Medicus Pharma Achieves 55% Complete Response in Phase 2 BCC Trial, Advancing Toward FDA Registrational Discussions
Medicus Pharma's 200µg D-MNA cohort hits 55% complete response at Day 57, advancing toward FDA End-of-Phase 2 discussions for nodular BCC.
Breaking News
May 06, 2026
Pharma Now Editorial Team

A 55% histological complete response rate in the 200µg cohort at Day 57 positions Medicus Pharma's Doxorubicin Microneedle Array (D-MNA) as a credible candidate for End-of-Phase 2 (EOP2) discussions with the FDA, with the expanded dataset now providing the dose-response architecture regulators typically require before a registrational pathway is confirmed.
The data come from a pre-specified expanded analysis of 69 participants in the Phase 2 SKNJCT-003 study (NCT06608238), a randomized, double-blind, three-arm trial evaluating two dose levels of microneedle-mediated doxorubicin delivery against a device-only control in patients with nodular basal cell carcinoma. Central pathology reconciliation reduced the evaluable population from 90 randomized participants to 69 who met the nodular BCC inclusion criteria; 21 were reclassified as superficial or mixed subtype lesions.

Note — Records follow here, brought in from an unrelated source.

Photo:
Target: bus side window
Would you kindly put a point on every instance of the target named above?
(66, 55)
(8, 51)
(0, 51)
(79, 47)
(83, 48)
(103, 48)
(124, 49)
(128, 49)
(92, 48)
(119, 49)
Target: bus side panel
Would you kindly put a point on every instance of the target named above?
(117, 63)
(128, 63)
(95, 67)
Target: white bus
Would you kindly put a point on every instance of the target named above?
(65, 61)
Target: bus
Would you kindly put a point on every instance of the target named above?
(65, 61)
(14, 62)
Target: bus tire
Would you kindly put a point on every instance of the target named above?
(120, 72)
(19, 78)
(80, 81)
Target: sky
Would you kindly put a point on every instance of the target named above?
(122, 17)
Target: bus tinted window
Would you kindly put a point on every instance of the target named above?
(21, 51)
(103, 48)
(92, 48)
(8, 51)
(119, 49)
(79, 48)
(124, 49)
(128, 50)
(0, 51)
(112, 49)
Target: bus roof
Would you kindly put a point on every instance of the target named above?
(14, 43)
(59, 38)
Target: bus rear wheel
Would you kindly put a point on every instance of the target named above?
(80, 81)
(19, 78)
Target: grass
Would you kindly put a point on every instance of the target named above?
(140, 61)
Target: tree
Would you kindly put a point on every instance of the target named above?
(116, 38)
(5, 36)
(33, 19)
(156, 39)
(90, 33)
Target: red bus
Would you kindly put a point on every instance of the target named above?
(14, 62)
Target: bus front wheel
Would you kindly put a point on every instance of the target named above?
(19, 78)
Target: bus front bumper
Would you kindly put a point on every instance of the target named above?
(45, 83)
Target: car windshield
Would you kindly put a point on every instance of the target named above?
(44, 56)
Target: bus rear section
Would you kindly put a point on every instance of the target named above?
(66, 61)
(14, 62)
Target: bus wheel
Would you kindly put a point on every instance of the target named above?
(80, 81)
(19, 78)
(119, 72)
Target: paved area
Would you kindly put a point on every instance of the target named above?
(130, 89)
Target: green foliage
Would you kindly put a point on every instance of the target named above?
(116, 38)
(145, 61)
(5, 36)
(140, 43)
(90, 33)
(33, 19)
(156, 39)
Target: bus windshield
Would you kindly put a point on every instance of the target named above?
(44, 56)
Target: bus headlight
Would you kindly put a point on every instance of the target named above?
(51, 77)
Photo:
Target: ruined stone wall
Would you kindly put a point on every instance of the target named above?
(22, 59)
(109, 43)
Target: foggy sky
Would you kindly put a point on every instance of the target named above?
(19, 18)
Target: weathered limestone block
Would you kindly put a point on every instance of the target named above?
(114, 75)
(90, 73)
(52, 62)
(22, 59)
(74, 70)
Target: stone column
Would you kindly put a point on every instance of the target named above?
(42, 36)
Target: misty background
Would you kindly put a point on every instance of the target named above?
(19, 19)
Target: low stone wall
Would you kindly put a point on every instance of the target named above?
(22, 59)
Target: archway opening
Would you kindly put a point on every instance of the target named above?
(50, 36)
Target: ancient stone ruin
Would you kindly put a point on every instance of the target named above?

Across the refined 69-patient cohort, the dose-response gradient sharpened between Day 29 and Day 57. The 200µg D-MNA arm recorded 64% clinical clearance and 55% histological clearance at Day 57, compared with 46% and 27% respectively at Day 29. The device-only control arm held at 29% histological clearance at Day 57, providing a measurable separation that distinguishes drug-driven efficacy from device-mediated biological activity, a distinction that will carry weight in regulatory review.
For development teams tracking novel delivery platforms, the consistency across studies is notable. Results align with Phase 1 observations from the SKNJCT-001 study (March 2021) and the SKNJCT-003 interim analysis reported in March 2025, reinforcing reproducibility across study populations and timepoints. Reproducibility of this kind is a standard regulatory expectation under ICH E9 statistical principles and will be scrutinized during EOP2 review.

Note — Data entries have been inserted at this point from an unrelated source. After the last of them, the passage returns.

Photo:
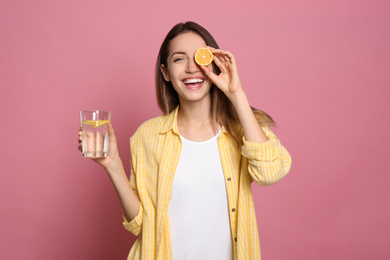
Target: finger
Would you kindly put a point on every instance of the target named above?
(111, 133)
(210, 74)
(219, 62)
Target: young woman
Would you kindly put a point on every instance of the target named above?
(189, 194)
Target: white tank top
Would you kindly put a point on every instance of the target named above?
(198, 207)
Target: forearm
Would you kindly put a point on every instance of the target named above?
(127, 196)
(252, 129)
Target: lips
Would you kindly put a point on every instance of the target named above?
(193, 83)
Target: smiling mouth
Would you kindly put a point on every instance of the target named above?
(193, 83)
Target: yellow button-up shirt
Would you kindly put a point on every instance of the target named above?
(155, 151)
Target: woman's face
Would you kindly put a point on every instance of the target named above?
(186, 76)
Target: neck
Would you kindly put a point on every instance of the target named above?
(195, 113)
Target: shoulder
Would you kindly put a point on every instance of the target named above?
(151, 126)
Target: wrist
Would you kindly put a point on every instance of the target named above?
(238, 98)
(114, 166)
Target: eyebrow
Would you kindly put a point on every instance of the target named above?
(177, 52)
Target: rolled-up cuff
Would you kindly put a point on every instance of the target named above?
(134, 226)
(267, 151)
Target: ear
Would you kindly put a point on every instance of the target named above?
(165, 73)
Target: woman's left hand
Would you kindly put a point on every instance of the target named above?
(228, 80)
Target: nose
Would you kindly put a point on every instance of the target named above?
(192, 66)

The microneedle array delivery mechanism presents a distinct regulatory profile from conventional topical or systemic oncology formulations. Demonstrating dose-dependent response through a device-drug combination adds a layer of CMC and combination product complexity that regulatory affairs leads will need to address as the program moves toward a registrational design. The FDA's combination product framework will govern how the D-MNA is classified and reviewed, and early alignment on that designation will shape the submission strategy.
The company's next disclosed milestone is EOP2 engagement with the FDA, where the refined 69-patient dataset and dose-response evidence will form the core of the registrational discussion.